Os limites entre o erro médico e a responsabilidade criminal

Enviada em 19/10/2019

O sociólogo Zygmunt Bauman classificou os últimos séculos como a era da modernidade líquida caracterizada pela fluidez das relações interpessoais com destaque para o egoísmo exacerbado. Paralelamente às atitudes profissionais, pode-se exemplificar tal teoria com as ações de alguns médicos que na maioria das vezes priorizam o lucro e não a saúde de seus pacientes. Sendo assim, agindo de forma irresponsável, cometem erros que na maior parte são intoleráveis, se tratando da vida de pessoas. Dessa forma, é imprescindível uma melhor interpretação e delimitação dos erros médicos e de suas responsabilidades criminais.

Primeiramente, as Revoluções Industriais propiciaram vários avanços tecnológicos, os quais permitiram modernizações na medicina e a capacitação de muitos médicos para vencer os diversos desafios da saúde, facilitando a vida das sociedades com novos fármacos. Porém, paradoxalmente ao crescimento do meio científico e às oportunidades de preparação, há muitos médicos que se baseiam na superficialidade da profissão, ficando despreparados para maiores desafios. O jornal “New York Times” confirma essa desqualificação publicando que cerca de 3 pessoas morrem por hora nos hospitais por conta de falhas de raciocínio entre os médicos.
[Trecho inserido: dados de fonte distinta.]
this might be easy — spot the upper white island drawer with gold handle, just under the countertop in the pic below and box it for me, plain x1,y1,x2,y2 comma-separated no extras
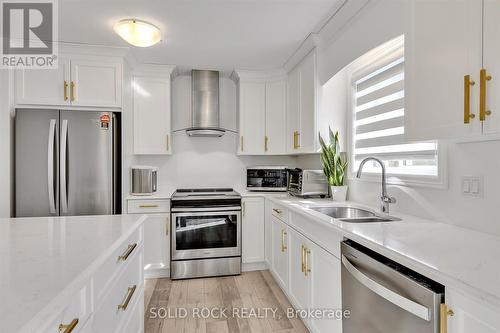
94,226,143,304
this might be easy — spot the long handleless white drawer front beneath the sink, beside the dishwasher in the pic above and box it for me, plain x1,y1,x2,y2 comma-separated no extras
290,213,343,258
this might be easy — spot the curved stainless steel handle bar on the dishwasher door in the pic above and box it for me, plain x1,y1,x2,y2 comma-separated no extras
342,255,431,321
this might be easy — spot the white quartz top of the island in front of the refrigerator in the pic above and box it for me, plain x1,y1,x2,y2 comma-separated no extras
0,215,146,333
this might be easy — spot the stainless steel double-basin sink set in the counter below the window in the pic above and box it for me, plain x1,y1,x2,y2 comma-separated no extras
309,206,401,223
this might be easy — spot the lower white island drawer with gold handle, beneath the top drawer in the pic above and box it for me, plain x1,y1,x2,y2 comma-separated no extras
93,246,144,333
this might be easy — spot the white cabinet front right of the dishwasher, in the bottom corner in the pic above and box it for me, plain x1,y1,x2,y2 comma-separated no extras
446,289,500,333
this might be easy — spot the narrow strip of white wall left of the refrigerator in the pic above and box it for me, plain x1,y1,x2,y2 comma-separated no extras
0,70,14,217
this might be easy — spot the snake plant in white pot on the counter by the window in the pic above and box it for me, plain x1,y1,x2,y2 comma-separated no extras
319,128,347,201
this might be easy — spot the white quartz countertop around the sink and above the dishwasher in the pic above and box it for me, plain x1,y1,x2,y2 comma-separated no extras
266,195,500,306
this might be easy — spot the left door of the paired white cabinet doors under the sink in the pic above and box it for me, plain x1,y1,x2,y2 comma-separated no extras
288,228,311,309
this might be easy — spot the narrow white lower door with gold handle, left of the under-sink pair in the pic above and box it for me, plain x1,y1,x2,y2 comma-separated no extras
271,217,289,290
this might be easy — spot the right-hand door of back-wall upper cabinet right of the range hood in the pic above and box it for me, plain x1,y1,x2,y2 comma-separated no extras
266,80,286,154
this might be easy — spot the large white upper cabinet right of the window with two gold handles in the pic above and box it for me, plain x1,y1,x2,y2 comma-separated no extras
405,0,500,141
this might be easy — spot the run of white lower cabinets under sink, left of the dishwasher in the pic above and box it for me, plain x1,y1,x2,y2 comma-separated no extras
266,198,342,333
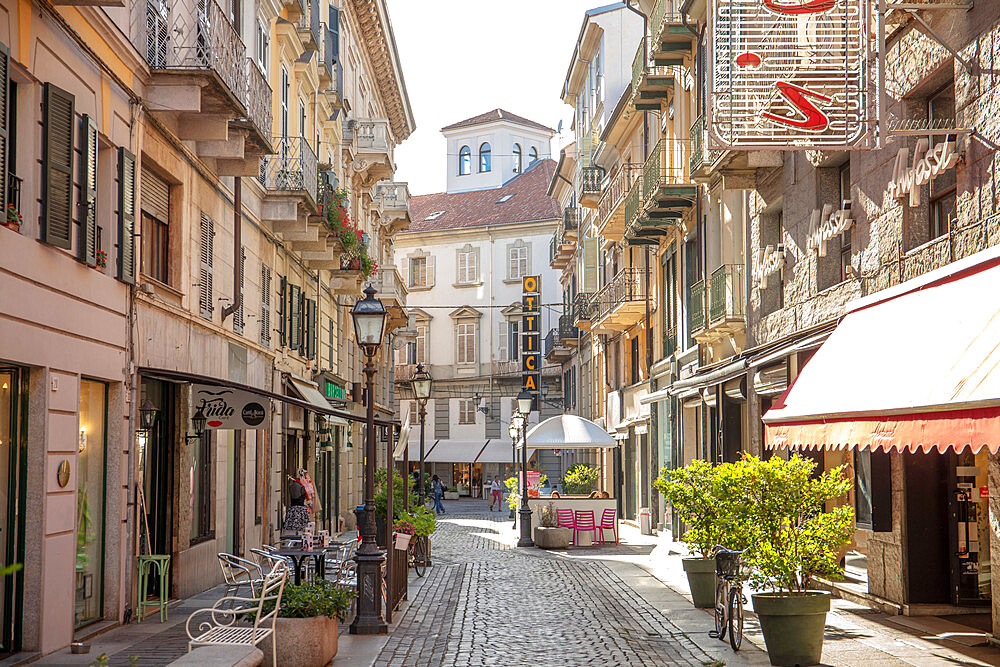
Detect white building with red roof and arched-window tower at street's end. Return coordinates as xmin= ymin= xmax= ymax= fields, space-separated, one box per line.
xmin=394 ymin=109 xmax=563 ymax=497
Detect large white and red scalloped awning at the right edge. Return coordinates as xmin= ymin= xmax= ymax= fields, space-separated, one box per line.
xmin=764 ymin=250 xmax=1000 ymax=452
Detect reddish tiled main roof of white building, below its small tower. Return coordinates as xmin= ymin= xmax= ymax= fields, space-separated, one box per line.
xmin=403 ymin=160 xmax=561 ymax=235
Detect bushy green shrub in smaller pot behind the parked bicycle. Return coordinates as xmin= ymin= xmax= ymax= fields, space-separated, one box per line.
xmin=653 ymin=459 xmax=745 ymax=609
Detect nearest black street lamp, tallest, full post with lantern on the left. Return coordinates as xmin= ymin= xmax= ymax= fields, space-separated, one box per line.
xmin=351 ymin=285 xmax=392 ymax=635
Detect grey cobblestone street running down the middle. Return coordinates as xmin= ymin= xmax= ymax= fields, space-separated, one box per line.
xmin=376 ymin=512 xmax=714 ymax=666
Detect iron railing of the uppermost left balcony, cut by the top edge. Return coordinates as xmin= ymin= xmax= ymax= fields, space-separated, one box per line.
xmin=140 ymin=0 xmax=246 ymax=103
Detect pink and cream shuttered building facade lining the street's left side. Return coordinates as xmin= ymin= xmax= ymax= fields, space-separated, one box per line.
xmin=0 ymin=0 xmax=414 ymax=654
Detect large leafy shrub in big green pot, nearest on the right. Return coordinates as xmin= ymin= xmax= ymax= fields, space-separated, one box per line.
xmin=740 ymin=455 xmax=854 ymax=665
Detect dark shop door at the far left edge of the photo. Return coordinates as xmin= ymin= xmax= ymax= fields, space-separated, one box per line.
xmin=0 ymin=368 xmax=27 ymax=657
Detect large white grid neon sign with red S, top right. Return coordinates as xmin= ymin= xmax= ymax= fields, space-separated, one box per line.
xmin=709 ymin=0 xmax=881 ymax=150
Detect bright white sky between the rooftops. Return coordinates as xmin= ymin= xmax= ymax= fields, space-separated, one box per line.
xmin=387 ymin=0 xmax=611 ymax=195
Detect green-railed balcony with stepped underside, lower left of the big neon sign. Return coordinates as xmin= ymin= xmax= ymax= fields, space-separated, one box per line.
xmin=625 ymin=139 xmax=698 ymax=245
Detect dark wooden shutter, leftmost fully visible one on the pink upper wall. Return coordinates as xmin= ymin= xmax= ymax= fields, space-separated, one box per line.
xmin=42 ymin=83 xmax=75 ymax=250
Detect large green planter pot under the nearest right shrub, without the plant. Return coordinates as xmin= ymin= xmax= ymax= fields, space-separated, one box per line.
xmin=751 ymin=591 xmax=830 ymax=667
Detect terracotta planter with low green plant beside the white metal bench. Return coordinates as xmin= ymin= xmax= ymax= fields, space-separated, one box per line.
xmin=260 ymin=579 xmax=354 ymax=667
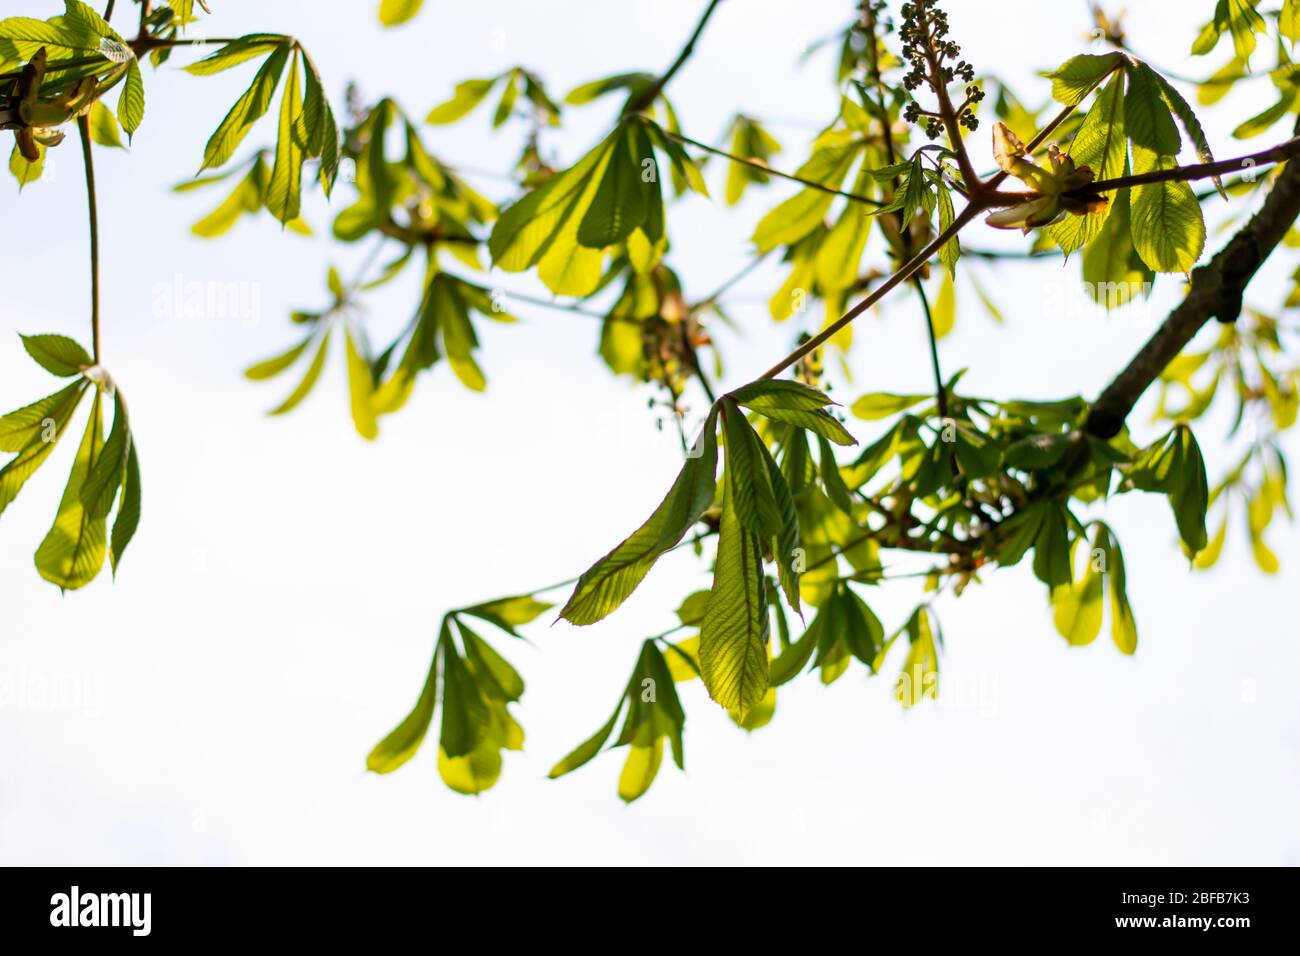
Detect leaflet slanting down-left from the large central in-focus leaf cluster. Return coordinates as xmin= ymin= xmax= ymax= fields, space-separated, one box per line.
xmin=560 ymin=411 xmax=718 ymax=624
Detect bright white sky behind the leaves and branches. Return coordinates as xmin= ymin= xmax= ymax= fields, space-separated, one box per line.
xmin=0 ymin=0 xmax=1300 ymax=865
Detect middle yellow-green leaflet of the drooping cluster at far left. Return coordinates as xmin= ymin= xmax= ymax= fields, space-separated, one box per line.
xmin=36 ymin=392 xmax=108 ymax=591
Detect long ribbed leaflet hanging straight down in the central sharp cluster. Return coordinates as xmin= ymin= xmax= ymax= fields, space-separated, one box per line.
xmin=699 ymin=494 xmax=768 ymax=719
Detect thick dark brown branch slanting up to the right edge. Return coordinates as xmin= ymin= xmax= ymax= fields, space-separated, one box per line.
xmin=1086 ymin=156 xmax=1300 ymax=438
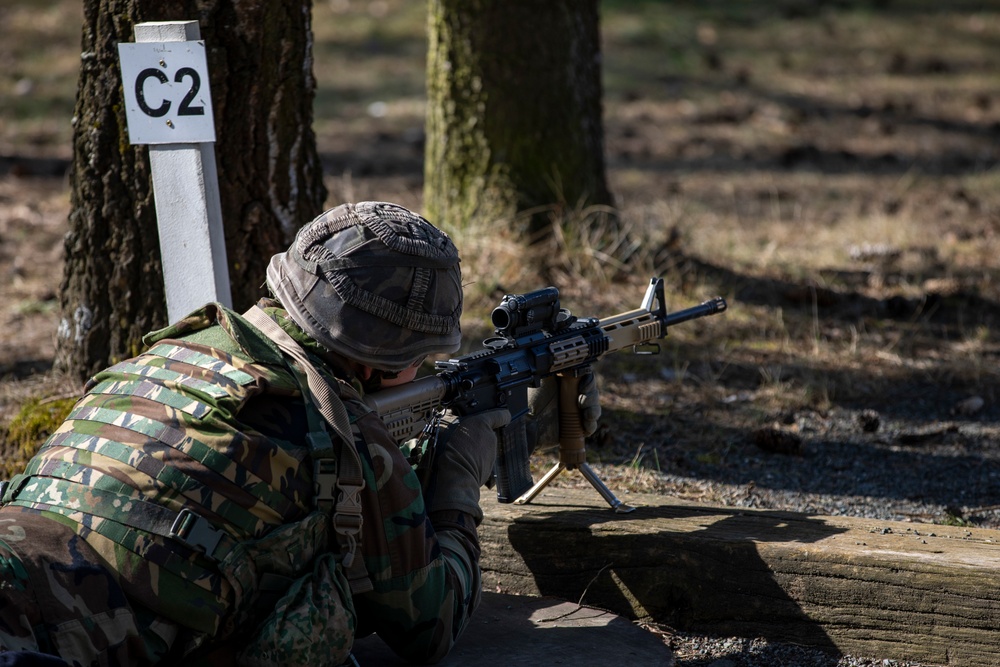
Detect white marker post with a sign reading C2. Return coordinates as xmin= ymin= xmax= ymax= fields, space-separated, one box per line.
xmin=118 ymin=21 xmax=232 ymax=322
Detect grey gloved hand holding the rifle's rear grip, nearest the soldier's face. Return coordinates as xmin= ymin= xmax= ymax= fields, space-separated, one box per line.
xmin=417 ymin=409 xmax=510 ymax=525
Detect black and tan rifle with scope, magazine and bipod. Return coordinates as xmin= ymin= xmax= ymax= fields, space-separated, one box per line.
xmin=365 ymin=278 xmax=726 ymax=512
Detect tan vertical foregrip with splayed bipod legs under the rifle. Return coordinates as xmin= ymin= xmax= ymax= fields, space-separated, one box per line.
xmin=514 ymin=375 xmax=635 ymax=514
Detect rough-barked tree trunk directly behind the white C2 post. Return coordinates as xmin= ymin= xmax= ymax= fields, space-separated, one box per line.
xmin=56 ymin=0 xmax=326 ymax=378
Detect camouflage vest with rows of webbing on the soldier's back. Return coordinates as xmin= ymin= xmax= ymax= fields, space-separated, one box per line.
xmin=3 ymin=304 xmax=366 ymax=664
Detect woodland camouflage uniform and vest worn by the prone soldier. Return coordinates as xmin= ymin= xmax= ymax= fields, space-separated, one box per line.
xmin=0 ymin=204 xmax=481 ymax=665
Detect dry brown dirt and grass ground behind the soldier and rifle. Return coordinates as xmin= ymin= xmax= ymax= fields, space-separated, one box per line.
xmin=0 ymin=0 xmax=1000 ymax=664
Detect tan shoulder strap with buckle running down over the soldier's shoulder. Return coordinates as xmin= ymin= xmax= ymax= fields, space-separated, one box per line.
xmin=243 ymin=306 xmax=372 ymax=593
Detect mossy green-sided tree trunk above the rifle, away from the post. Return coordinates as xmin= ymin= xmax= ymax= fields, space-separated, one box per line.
xmin=424 ymin=0 xmax=611 ymax=239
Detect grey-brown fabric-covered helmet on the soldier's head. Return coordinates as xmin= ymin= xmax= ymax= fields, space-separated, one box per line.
xmin=267 ymin=202 xmax=462 ymax=371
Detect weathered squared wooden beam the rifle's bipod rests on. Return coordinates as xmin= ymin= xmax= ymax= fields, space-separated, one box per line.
xmin=480 ymin=488 xmax=1000 ymax=666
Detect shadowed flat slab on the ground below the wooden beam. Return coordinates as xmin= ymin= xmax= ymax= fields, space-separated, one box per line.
xmin=354 ymin=593 xmax=674 ymax=667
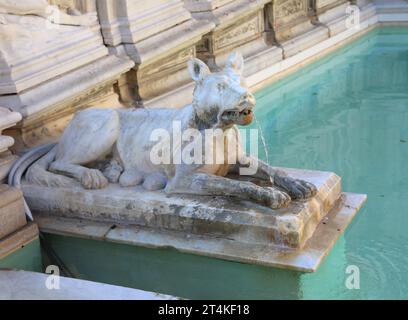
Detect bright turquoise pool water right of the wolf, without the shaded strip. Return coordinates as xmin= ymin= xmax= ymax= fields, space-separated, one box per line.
xmin=250 ymin=28 xmax=408 ymax=299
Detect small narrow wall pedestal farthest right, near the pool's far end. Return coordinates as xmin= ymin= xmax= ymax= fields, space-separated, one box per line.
xmin=315 ymin=0 xmax=352 ymax=37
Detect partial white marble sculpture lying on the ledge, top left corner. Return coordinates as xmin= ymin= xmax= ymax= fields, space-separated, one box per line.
xmin=0 ymin=0 xmax=97 ymax=26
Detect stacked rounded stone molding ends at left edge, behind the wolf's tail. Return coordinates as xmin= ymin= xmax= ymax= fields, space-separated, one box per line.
xmin=0 ymin=107 xmax=22 ymax=183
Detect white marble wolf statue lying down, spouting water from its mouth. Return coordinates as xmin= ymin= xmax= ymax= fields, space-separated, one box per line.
xmin=26 ymin=52 xmax=316 ymax=208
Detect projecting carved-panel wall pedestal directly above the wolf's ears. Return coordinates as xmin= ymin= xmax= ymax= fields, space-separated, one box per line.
xmin=185 ymin=0 xmax=283 ymax=76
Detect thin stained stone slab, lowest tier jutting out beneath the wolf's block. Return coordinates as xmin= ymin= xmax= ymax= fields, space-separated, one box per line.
xmin=36 ymin=193 xmax=366 ymax=272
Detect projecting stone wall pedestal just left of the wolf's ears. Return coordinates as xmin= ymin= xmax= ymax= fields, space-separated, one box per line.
xmin=97 ymin=0 xmax=213 ymax=106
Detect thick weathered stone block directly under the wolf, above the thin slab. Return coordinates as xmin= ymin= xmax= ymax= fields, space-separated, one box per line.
xmin=23 ymin=169 xmax=341 ymax=249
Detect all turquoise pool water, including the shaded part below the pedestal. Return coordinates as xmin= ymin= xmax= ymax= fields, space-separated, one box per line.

Outrossim, o sociólogo Émile Durkheim afirmava que a sociedade funciona como um corpo biológico em que o mau funcionamento de uma das partes provoca um colapso total. Interpretando tal pensamento na área da saúde, aliado às negligências médicas, a infraestrutura precária dos hospitais e a falta de equipamentos adequados corroboram para erros em diagnósticos, em cirurgias, além de provocar infecções em pacientes deixando sequelas ou até mesmo levando à falência. Um levantamento feito pelo Conselho Federal de Medicina revelou que 3% das instalações observadas não havia sequer área para higienização das mãos, comprovando a precariedade dos hospitais.

Portanto, profissionais da saúde desqualificados e locais de atendimento debilitados contribuem para erros na conduta médica. A fim de atenuar tais situações e oferecer consultas médicas especializadas e de qualidade, cabe ao Ministério da Saúde de todos os países em parceria com a Associação Médica Mundial, reforçar o Código da Ética Médica nos hospitais com fiscalizações frequentes e promover palestras que instruam os médicos a serem profissionais responsáveis, por meio de orientações de ONGs que tenham experiência comprovada nesse cenário específico. Melhorando, assim, a saúde dos cidadãos e as relações entre profissional da saúde e paciente.